En juillet 2025, de violents affrontements éclatent entre le Cambodge et la Thaïlande le long d’une frontière disputée. À leur retour de reportage, deux journalistes cambodgiens sont arrêtés. Phorn Sopheap et Pheap Pheara, qui travaillent tous deux pour des télévisions locales, sont accusés par les autorités d’avoir publié sur Facebook plusieurs photos prises dans une zone militaire interdite. Parmi ces clichés, l’un d’eux retient particulièrement l’attention : on y voit les deux journalistes aux côtés de soldats cambodgiens devant le temple historique de Ta Krabei, appelé Ta Kwai par les Thaïlandais. Un détail intrigue cependant : au sol, on distingue un objet ressemblant à une mine antipersonnel. La photo est rapidement reprise dans les médias en Thaïlande.
Bangkok y voit la preuve que le Cambodge déploie des mines à la frontière, en violation des traités internationaux. Phnom Penh dément fermement, affirmant que ces mines pourraient provenir des précédents conflits. La question de la militarisation des frontières s’impose ainsi au cœur des tensions entre les deux pays.
Quelques mois plus tard, en décembre, les deux journalistes sont jugés puis condamnés pour trahison. Ils sont accusés d’avoir « transmis à un État étranger des informations préjudiciables à la défense nationale ». La peine prononcée est lourde : quatorze ans de prison chacun. Leur condamnation est confirmée en appel en mars, avant d’être définitivement validée par la Cour suprême le 25 juin.
Naly Pilorge, membre de l’ONG Licadho, fait partie d’une douzaine d’associations et d’organisations nationales et internationales qui réclament l’abandon des poursuites.

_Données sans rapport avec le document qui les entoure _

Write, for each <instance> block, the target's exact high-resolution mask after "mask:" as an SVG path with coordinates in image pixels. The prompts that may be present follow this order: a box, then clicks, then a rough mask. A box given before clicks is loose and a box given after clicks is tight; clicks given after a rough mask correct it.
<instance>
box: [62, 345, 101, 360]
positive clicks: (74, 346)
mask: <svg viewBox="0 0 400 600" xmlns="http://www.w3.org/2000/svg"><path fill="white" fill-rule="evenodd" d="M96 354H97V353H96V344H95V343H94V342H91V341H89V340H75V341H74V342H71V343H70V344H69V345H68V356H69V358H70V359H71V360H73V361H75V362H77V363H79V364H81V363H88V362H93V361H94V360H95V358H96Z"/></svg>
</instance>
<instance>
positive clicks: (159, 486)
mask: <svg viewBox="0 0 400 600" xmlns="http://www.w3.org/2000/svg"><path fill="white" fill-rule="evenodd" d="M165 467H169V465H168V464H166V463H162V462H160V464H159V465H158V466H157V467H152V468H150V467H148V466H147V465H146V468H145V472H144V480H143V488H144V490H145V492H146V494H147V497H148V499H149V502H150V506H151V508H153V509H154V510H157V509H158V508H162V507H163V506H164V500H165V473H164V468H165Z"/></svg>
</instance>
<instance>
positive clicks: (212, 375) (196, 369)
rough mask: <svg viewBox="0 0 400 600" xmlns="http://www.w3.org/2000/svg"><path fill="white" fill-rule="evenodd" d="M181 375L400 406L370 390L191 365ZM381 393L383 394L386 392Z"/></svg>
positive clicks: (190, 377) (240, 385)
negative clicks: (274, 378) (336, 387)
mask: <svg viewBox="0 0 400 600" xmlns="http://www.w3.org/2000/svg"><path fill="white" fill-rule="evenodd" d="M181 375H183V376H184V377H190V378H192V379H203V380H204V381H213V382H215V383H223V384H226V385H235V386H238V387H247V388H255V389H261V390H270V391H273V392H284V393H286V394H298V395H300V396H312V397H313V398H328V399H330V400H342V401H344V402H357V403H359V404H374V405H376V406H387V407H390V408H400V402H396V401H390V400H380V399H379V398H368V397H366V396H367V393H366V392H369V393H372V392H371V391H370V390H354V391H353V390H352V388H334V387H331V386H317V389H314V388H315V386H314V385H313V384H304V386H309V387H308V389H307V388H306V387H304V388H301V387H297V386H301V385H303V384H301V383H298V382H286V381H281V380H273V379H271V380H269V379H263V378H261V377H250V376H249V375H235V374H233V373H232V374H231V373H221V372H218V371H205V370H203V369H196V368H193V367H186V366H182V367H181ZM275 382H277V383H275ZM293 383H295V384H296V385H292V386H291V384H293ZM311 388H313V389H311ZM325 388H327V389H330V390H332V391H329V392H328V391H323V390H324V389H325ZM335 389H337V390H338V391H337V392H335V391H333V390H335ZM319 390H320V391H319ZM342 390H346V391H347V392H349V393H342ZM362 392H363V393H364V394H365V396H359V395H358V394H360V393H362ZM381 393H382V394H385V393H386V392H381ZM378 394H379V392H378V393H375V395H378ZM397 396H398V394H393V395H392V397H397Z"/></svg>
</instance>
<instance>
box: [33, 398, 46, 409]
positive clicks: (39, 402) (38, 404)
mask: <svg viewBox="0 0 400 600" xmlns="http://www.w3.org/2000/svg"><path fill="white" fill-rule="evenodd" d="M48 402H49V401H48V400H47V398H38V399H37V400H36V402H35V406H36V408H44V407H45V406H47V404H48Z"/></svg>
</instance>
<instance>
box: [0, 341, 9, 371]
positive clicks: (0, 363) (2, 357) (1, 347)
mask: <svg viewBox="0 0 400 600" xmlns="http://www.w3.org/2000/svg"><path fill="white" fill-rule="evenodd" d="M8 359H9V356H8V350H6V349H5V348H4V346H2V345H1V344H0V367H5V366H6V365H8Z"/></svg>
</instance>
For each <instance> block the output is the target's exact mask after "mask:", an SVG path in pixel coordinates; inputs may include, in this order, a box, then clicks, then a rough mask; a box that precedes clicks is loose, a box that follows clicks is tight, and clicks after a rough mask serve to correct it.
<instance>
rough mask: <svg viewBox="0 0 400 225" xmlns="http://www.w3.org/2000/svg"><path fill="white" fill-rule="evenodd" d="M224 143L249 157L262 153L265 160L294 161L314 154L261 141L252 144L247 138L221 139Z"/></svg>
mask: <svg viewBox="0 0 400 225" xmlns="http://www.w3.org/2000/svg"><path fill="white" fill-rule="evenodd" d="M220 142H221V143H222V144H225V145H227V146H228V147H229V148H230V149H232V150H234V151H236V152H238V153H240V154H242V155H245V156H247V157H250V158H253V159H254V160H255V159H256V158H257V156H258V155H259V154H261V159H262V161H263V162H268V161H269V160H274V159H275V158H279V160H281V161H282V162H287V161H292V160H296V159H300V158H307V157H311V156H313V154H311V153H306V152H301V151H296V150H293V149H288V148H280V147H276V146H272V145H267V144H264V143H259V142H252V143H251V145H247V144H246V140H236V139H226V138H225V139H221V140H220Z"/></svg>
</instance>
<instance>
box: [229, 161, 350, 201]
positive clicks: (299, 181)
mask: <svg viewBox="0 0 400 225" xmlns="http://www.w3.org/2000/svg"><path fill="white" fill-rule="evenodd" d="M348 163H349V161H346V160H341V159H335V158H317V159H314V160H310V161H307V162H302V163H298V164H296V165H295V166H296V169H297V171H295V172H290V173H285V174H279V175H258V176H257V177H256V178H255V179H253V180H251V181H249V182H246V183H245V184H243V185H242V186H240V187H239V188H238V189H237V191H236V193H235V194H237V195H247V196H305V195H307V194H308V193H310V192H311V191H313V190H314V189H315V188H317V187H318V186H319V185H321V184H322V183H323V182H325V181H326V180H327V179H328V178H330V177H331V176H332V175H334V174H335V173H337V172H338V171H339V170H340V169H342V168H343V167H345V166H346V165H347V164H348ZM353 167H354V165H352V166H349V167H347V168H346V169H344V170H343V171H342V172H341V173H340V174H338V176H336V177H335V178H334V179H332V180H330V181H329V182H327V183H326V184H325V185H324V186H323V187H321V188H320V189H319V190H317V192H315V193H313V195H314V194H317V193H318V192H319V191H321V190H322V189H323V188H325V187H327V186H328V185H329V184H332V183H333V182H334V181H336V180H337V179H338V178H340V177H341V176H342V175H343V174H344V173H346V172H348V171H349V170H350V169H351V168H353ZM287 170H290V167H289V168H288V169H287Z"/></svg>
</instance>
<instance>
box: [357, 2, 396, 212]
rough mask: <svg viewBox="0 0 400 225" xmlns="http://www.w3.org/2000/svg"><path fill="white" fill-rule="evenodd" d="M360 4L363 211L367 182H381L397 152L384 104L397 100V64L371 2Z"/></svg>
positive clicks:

Leur argument est clair : les journalistes auraient dû être jugés selon le droit de la presse. « Nous estimons que ces journalistes n’auraient jamais dû être condamnés pour trahison, et que le tribunal n’aurait jamais dû confirmer cette condamnation. Ces journalistes doivent être libérés immédiatement et retrouver leurs familles. Ils faisaient simplement leur travail. Le gouvernement et les tribunaux doivent arrêter de criminaliser le journalisme et laisser les journalistes cambodgiens exercer leur métier sans menaces ni crainte », déclare-t-elle.
Au-delà de ce cas, les ONG dénoncent le climat de tension qui persiste sous le Premier ministre Hun Manet. Selon Naly Pilorge, la justice serait utilisée pour réduire au silence les voix critiques et les médias indépendants. « Malheureusement, même si le gouvernement cambodgien affirme au monde entier que le Cambodge est un pays où les médias, les journalistes, les citoyens, la société civile, les organisations et d’autres peuvent s’exprimer librement, nous constatons le contraire. En particulier ces dernières années, nous avons vu des arrestations et toutes sortes d’autres méthodes pour réprimer et s’assurer que les gens — journalistes ou autres — ne peuvent ni faire leur travail ni exprimer leurs opinions et leurs idées », ajoute-t-elle.
Le Cambodge occupe actuellement la 161e place du classement mondial 2026 de la liberté de la presse établi par Reporters sans frontières (RSF), qui évalue 180 pays ou territoires. Ce positionnement le place parmi les États où la situation de la liberté de la presse est considérée comme « très grave ».